Engineering problems can be 'extremely complex'. Social problems really can't, especially since a solution doesn't have to work perfectly to be clearly preferable. You're correct that judicial discretion is no worse than prosecutorial direction, but that's no reason to essentially say that nothing can be done. Clearly, the problem is that prosecutors have too much latitude in our system in determining charges for a given crime, and judges have no effective way of countering that power and how it effects sentences (Nor, obviously, can juries).

It's not hard to think of possible improvements in that matter. Yes, actually getting one implemented is much harder but that doesn't make the underlying issue deserve to be called 'complex'.

k_over_hbarc at yahoo.com
Peter Grubtal said,

September 5, 2021 @ 4:28 am

There may be many things which influence the scatter. Two might be plea-bargaining, and an early guilty plea, which saves everyone a lot of bother and attracts a lighter sentence.
AntC said,

September 5, 2021 @ 4:34 am

ask someone to produce a list of 'biased' people, …

Nobody asked me; and I named those people because they're legal officers who seem to be unaware of the rules of evidence. I didn't name them on the basis of being biased. What 'bias' do you think they exhibit? Or that I was suggesting they exhibit?

These people having more in common than just their legal professions.
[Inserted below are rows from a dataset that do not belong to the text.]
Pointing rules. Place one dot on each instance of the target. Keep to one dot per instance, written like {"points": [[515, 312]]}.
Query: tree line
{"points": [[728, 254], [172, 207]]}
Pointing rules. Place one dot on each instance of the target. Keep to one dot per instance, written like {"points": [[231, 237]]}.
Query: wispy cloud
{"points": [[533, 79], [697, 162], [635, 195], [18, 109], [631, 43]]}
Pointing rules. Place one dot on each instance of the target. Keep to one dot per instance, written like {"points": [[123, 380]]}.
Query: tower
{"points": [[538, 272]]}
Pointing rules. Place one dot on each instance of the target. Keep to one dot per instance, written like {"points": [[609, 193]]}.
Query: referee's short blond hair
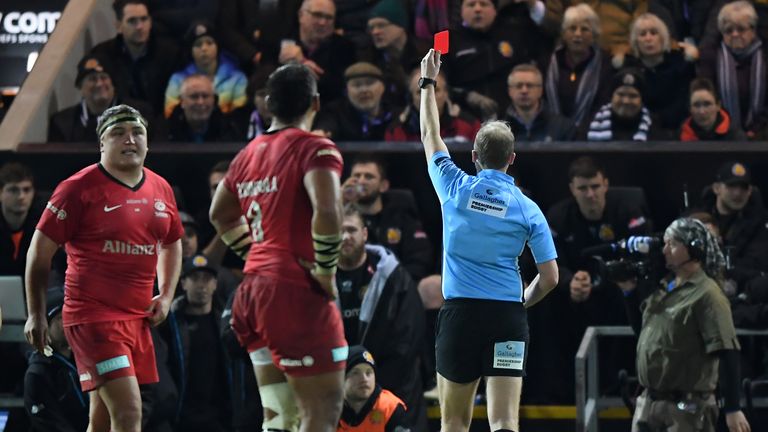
{"points": [[494, 144]]}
Yes: they seem unaware of the rules of evidence. I'm curious to know what further 'bias' Michael Avenatti has in common with the others.
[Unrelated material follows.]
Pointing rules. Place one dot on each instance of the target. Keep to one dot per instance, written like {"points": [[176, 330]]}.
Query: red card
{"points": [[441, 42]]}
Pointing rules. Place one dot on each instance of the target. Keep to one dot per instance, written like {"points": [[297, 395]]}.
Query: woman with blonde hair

But since I'm looking on from afar and you(s) seem more familiar with the situation on the ground, you're presumably in a position to name other legal officers unaware of the rules of evidence — other, that is, than those in the swirl around the former President.

It's the comic and the cited book that hold up judges as supposed paragons of non-bias. I'll ask again: is there reason in USA to regard the legal profession as such a paragon?

Perhaps the book should avoid drawing its examples from the law?
David Marjanović said,

September 5, 2021 @ 5:22 am

It's the comic and the cited book that hold up judges as supposed paragons of non-bias.

Do they? I can't see that in the comic and haven't read the book.

However, I got the shock of my life when I saw some coverage of the electoral campaign of 2000 on TV. There was a banner "[NAME] – REPUBLICAN FOR JUDGE".

In other words, "make me a judge because I will not be impartial".

I forgot the name. I'm not going to forget the rest of this demonstration of why no other democratic country seems to elect its judges.
Timothy George Rowe said,

September 5, 2021 @ 8:14 am

I think the blurb and the cartoon accurately represent the premise of the book. Well, mainly. Time of day, local sports results, etc, are all sources of noise, not bias. It's only the "Plus racism" and the aftercomic that relate to bias.
Rose Eneri said,

September 5, 2021 @ 9:02 am

Aren't most children aware of the bias and noise in their parents' decisions? Which parent to ask permission for which thing/action, when to ask, and how to ask are assessment skills most kids learn early on.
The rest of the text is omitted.